Data mining used to improve disaster response

By JOEL PALLY | April 3, 2014

Citizens of the rural town of Oso, Wash. were greeted by tragedy on Mar. 23 as a waterlogged hillside gave way and unleashed a tsunami-like wave of earth, destroying dozens of homes residing in the river valley below.

Chaos ensued, and now entire communities lie under layers of mud as rescue careers and community volunteers work desperately to free survivors. Up to this point in time, 18 bodies have been recovered and identified. Assuming there are no additional survivors, the presumed death toll is believed to be 28.

As search and rescue crews work fervently on the ground to recover what they can, crises data analysts are sifting through large amounts of heterogeneous data to identify who exactly is missing and who needs to be found. Initially, over 90 people were reported immediately after the incident, but that number has since dwindled down to 30. These initial overestimates are common, as available information in the aftermath of a tragedy — like the Oso mudslide — is limited.

However, to assemble a more realistic picture of the event analysts must pull from a variety of data sources. Only then can accurate predictions of disaster situations, such as estimated persons missing, be made.

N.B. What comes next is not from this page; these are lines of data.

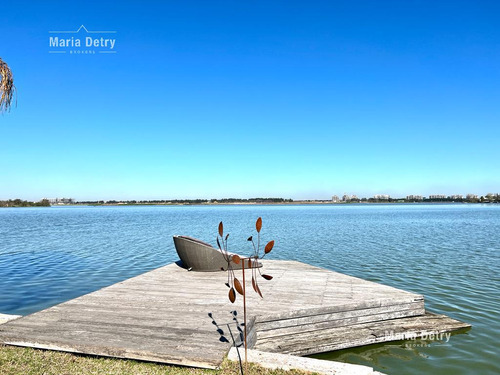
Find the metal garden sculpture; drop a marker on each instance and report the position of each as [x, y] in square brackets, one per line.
[250, 262]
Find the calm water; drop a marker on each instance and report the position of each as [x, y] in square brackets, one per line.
[449, 253]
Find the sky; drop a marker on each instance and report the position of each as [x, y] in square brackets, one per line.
[219, 99]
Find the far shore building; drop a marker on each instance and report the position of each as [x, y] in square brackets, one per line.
[414, 198]
[437, 196]
[382, 197]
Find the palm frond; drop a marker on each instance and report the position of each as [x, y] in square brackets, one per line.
[7, 88]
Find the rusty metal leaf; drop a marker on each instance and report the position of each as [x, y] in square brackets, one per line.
[236, 259]
[258, 289]
[269, 246]
[238, 286]
[258, 224]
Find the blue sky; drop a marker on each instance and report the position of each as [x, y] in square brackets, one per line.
[244, 99]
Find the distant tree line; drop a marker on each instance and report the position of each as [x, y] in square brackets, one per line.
[489, 198]
[189, 201]
[21, 203]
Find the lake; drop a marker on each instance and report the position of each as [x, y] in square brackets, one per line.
[450, 253]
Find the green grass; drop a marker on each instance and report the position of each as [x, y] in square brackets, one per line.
[28, 361]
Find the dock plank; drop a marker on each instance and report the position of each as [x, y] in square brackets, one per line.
[163, 315]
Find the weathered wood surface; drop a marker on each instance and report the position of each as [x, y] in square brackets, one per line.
[324, 340]
[163, 315]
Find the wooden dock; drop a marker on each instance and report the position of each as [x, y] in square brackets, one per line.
[171, 315]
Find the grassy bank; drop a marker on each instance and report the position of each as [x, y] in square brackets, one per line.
[27, 361]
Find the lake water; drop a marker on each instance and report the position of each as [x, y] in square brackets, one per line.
[448, 253]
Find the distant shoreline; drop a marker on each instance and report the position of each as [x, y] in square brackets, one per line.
[234, 202]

In a recent publication of the International Journal of Emergency Management, experts such as Adam Zagorecki of the Centre for Simulation and Analytics at Cranfield University UK point to the increasing abilities of data mining in the wake of natural disasters. Data mining is the process of pulling information from a variety of structured and unstructured data sources.

Unstructured sources can include news reports, local announcements, situational reports, and satellite imagery. All of this is used to generate a model of the event so that those involved can more effectively deploy strategies of mitigating damage. Traditionally, disaster models could only be applied to well-ordered data sets from emergency services and official damage assessments reports. However this information can be slow to gather especially in the immediate aftermath of a disaster, a critical period for emergency response crews.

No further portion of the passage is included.